For whole-genome analysis, libraries were constructed using the NEBNext Ultra II Directional Library Prep kit with NEBNext rRNA Depletion module (New England Biolabs) (Cat. #E7765S, E6350L) following manufacturers recommendations. Libraries were quality assessed on the Bioanalyzer DNA 7,500 chip and quantified by qPCR using the Illumina Kapa Library Quantification Kit (Roche Diagnostics). The libraries were normalized, pooled in equal molar amounts, and sequenced on 6 lanes of a NextSeq v2.5 High Output flowcell using paired 75 bp reads. All libraries generated > 27 million raw reads. FASTQ files were aligned to the Ensembl v90 genome build, and gene counts computed using the feature counts algorithm^23,24, and gene expression values computed by size factor normalization, log2 transformed.

ColoType panel genes served as targets for a custom AmpliSeq RNA panel. Libraries were constructed using the AmpliSeq for Illumina custom RNA panel reference guide (Illumina Inc.) following the standard workflow. Libraries were quality assessed on the Bioanalyzer DNA 7,500 chip and quantified by qPCR using the Illumina Kapa Library Quantification Kit. The libraries were normalized, pooled in equal molar amounts, and sequenced on 1 lane of a MiSeq v2 (300 cycle) kit using paired 150 bp dual indexed reads for an average output of 203,000 raw reads per library. FASTQ files were aligned to the Ensembl v90 genome build and gene counts computed using the feature counts algorithm^23,24 and gene expression values computed as log2 of size factor normalized values, as for whole-genome sequencing data.

Multigene risk score classification method

The cornerstone of a multigene expression-based clinical diagnostic test is the precise and reproducible quantification of species of mRNA. The multigene risk score (MRS) classification method was designed to classify samples by making efficient use of a small number of precisely measured mRNA species, perhaps including use of a reference set of data. Gene expression values are applied in an MRS classification system using a so-called risk score model of the gene, introduced in the EarlyR prognostic signature²⁷. This topic is discussed below and in greater detail in Supplementary Methods S1.

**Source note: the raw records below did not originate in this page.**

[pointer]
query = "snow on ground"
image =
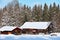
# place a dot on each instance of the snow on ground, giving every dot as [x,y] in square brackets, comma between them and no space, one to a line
[31,37]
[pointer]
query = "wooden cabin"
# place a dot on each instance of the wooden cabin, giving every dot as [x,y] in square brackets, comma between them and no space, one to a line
[10,30]
[36,27]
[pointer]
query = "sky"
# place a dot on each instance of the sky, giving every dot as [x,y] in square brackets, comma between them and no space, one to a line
[30,3]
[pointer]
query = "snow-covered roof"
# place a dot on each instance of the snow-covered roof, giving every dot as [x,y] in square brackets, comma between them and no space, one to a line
[7,28]
[35,25]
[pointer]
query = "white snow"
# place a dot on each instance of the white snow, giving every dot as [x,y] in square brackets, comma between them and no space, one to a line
[7,28]
[30,37]
[36,25]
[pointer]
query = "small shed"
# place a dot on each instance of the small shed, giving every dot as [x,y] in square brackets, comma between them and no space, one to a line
[9,30]
[35,27]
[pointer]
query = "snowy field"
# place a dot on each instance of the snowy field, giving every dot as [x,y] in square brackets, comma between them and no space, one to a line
[29,37]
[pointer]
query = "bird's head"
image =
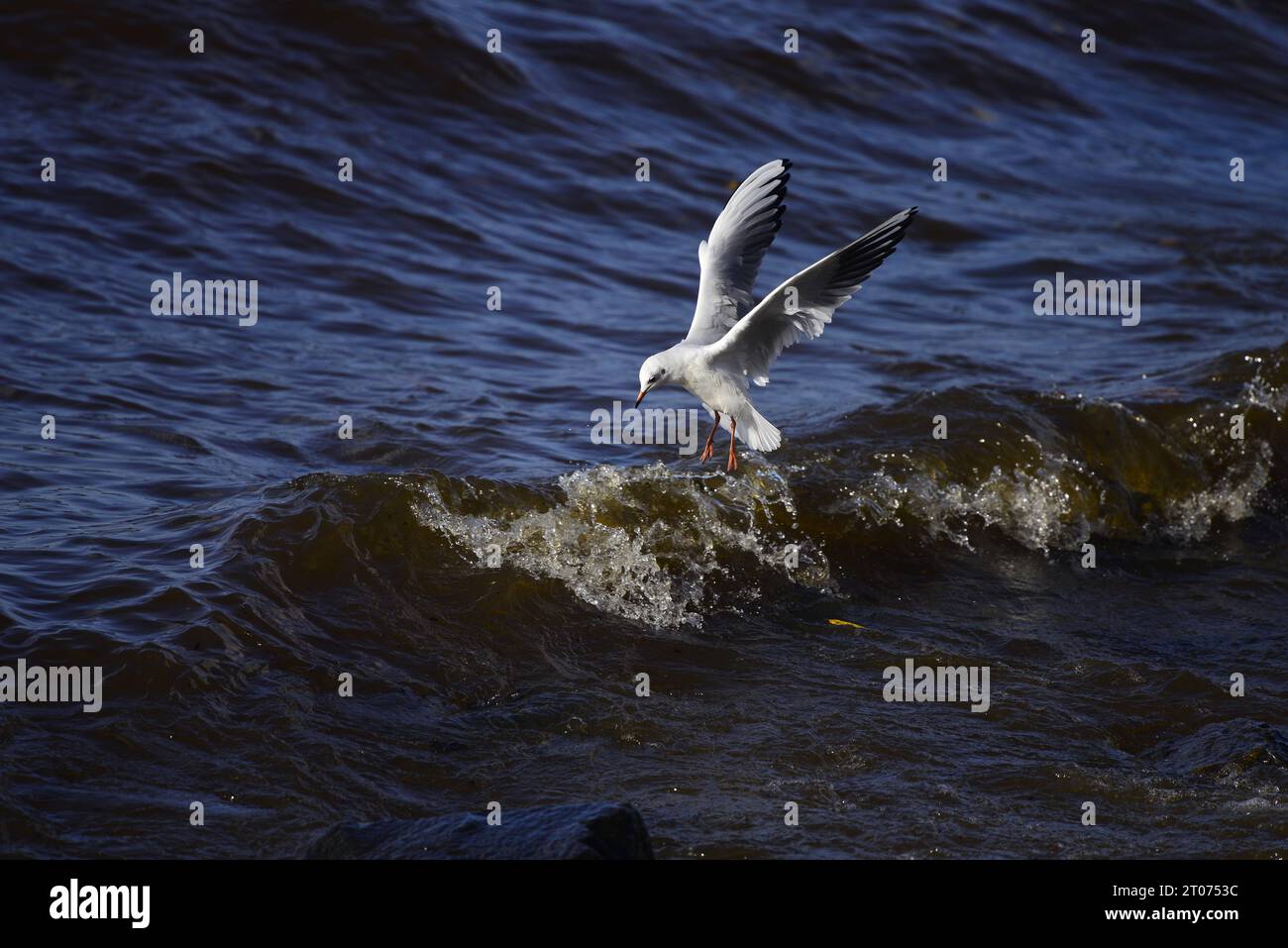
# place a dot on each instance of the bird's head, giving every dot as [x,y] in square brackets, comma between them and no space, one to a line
[655,371]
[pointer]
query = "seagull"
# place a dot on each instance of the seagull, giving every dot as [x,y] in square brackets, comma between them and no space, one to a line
[733,340]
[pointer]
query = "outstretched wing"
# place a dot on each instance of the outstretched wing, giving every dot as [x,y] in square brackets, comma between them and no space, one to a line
[732,254]
[804,304]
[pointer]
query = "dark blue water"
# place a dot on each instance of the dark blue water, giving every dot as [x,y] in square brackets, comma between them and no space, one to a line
[472,427]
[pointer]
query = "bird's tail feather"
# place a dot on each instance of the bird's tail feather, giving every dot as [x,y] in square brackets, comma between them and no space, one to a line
[756,432]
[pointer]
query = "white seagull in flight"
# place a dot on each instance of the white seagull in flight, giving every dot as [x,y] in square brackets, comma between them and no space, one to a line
[733,339]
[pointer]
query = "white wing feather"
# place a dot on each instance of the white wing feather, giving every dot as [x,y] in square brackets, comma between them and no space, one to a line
[756,340]
[730,257]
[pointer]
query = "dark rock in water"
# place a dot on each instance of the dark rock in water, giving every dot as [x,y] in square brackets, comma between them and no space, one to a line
[571,831]
[1227,749]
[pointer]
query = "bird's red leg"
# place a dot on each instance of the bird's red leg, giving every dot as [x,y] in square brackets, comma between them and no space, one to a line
[711,441]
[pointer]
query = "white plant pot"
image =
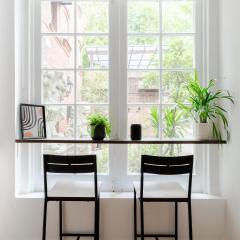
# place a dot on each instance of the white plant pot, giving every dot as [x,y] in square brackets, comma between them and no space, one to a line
[203,131]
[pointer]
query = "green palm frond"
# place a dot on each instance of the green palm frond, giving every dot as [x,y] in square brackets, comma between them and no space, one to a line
[204,104]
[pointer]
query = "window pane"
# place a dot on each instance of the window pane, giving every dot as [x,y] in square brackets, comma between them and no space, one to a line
[147,116]
[134,155]
[143,16]
[143,52]
[60,121]
[176,123]
[92,52]
[101,150]
[92,17]
[57,52]
[83,112]
[61,149]
[57,16]
[178,52]
[143,87]
[178,16]
[171,93]
[92,87]
[58,87]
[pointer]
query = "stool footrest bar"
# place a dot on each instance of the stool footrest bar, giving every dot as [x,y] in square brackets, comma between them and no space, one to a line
[157,235]
[78,234]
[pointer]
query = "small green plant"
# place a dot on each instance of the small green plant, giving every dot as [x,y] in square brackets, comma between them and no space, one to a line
[97,119]
[204,104]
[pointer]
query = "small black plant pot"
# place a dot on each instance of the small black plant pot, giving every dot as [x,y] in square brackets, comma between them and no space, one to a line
[98,132]
[136,132]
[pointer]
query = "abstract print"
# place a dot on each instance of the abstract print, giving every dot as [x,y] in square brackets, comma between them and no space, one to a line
[32,121]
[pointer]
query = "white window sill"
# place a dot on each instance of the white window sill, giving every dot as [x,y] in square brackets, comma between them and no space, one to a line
[118,195]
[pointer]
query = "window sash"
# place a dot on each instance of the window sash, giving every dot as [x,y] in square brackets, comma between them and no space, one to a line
[118,178]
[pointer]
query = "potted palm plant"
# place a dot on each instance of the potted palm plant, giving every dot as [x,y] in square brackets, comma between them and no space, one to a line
[204,106]
[100,126]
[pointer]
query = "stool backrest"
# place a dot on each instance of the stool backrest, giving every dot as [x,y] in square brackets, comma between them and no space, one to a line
[167,166]
[69,165]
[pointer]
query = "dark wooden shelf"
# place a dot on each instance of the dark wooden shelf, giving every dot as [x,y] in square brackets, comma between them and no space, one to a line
[144,141]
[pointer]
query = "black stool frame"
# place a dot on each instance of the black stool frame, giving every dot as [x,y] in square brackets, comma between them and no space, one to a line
[74,165]
[164,166]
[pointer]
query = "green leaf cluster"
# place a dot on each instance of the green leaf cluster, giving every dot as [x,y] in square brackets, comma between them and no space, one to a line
[204,104]
[97,119]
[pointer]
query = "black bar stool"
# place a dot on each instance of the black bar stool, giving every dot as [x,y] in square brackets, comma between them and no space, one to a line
[71,190]
[147,191]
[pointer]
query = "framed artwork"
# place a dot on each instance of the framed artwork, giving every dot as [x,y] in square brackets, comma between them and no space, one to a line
[33,122]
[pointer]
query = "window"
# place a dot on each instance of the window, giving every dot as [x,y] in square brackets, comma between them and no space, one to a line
[126,59]
[74,72]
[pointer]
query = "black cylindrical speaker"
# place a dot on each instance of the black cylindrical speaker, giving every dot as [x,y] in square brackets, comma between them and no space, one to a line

Gene risk scores for classification

A risk score for a gene g in a patient cohort P is defined from the distribution of the gene’s expression values in P using the statistical method of mixture modeling^28,29,30. In its simplest form, a mixture model of a gene with bimodal expression in P partitions the expression values into the two modes, a high component and a low component. In this case, a risk score for g would be near 0 for most samples in one mode, say the low component, and near 1 for most samples in the high component, and rising steeply from 0 to 1 near the threshold between the low and high components. A risk score is created using bootstrap resampling and differs from a binary variable by representing potential uncertainty in the value of the threshold. This methodology can also be applied to genes that are not bimodal but whose expression values have a somewhat irregular distribution, presenting several possible boundary points between high and low components. In this case, a risk score model of the gene could be defined around any boundary between the possible high and low components. Depending on the desired application, a risk score may be alternatively defined to be near 1 for the low component instead of the high component. In either case, the graph of a risk score is S-shaped or the mirror image of such.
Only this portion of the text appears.